Renamed Blur, they caught the ear of Food Records and were signed soon
thereafter. After releasing the hit singles "She's So High" and "There's
No Other Way" in England, their debut album Leisure came out in 1991. The
album was a bamboozling mix of abstract My Bloody Valentine-style noise,
psychedelic tunefulness and classic British beat-pop. It reached number
seven on the British charts. Despite public indifference to their lost
classic single "Popscene," Blur stuck to their guns and released Modern
Life Is Rubbish, a record that's darkly and quixotically British. Its imaginative
arrangements and grasp of pop's lexicon flew in the face of the grunge
sound that most pop culture commentators were fixated on at the time. The
English magazine Select declared them "the best British group since the
Smiths."
This
new direction in the group's sound lead inexorably to what may be seen
as a watershed in 1990's British pop: the Parklife album. Parklife entered
England's cultural bloodstream and became more than just an album; it became
a nation's consciousness. Parklife has sold well in excess of two million
copies worldwide. 1995's The Great Escape took this phase of the group's
development to its logical and lavish extreme: finely crafted and impeccably
tailored pop songs where radiant skillful arrangements mask acerbic observations.
Blur's well-publicized rivalry with Oasis gripped England that summer,
with the crowning moment coming when the masses chose Blur's "Country House"
over Oasis's "Roll With It." But such songs were to spell the end of Damon's
fascination with narrative and character songs: "I had to move on and start
to sing in a more genuine voice."
That
voice, and the new voice of the band as a unit, was first heard on the
album Blur. Released in 1997, it reflects a new awareness of left-field
American rock particularly on Graham's part and a new found love of the
empty beauty of Iceland on Damon's and Alex's. Also heard is a growing
dissatisfaction with English pop music and the nature of stardom as
epitomized
by the facile feud with Oasis. Blur is an abrasive but oddly attractive
record that added some great new songs to the Blur canon, including the
anthemic hit "Song 2" and the mysterious "Strange News From Another Star."

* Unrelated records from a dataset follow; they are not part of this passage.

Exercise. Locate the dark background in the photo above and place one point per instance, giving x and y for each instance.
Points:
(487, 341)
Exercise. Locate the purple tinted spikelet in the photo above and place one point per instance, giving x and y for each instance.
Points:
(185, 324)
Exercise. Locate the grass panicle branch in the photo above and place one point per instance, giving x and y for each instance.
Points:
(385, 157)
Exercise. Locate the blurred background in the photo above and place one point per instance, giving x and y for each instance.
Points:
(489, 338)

It also featured the first solo foray on a Blur album from Graham, the
cracked melancholy "You're So Great."
Since
the release of Blur, the individual members have busied themselves with
a variety of other projects. Alex has become a pop star all over again
with the curiously unfathomable Fat
Less
combo. Dave Rowntree has immersed himself in computer animation, and he
and Alex have become keen flyers and are backing the 2003 British Unmanned
Mars probe. Graham has formed his own label, Transopic, which he uses as
an outlet for the music he loves. Last year he released his acclaimed solo
album The Sky's Too High. Damon has followed up his acting debut in Antonia
Bird's "Face" by co-composing with Michael Nyman the music for Bird's latest
film "Ravenous."
Generally,
after 10 years, many bands strain to be in each other's presence, but the
members of Blur have found a new sense of well being. "Things have never
been healthier between us as a group," said Damon. "We've acknowledged
that we are different people, which ironically has made us realize how
much we have in common and why we formed as a group in the first place.
We respect each other and we're remembering how much we love each other's
stuff." Out of a tempestuous few years has come an album of great strength
and individuality, an album that can only be Blur.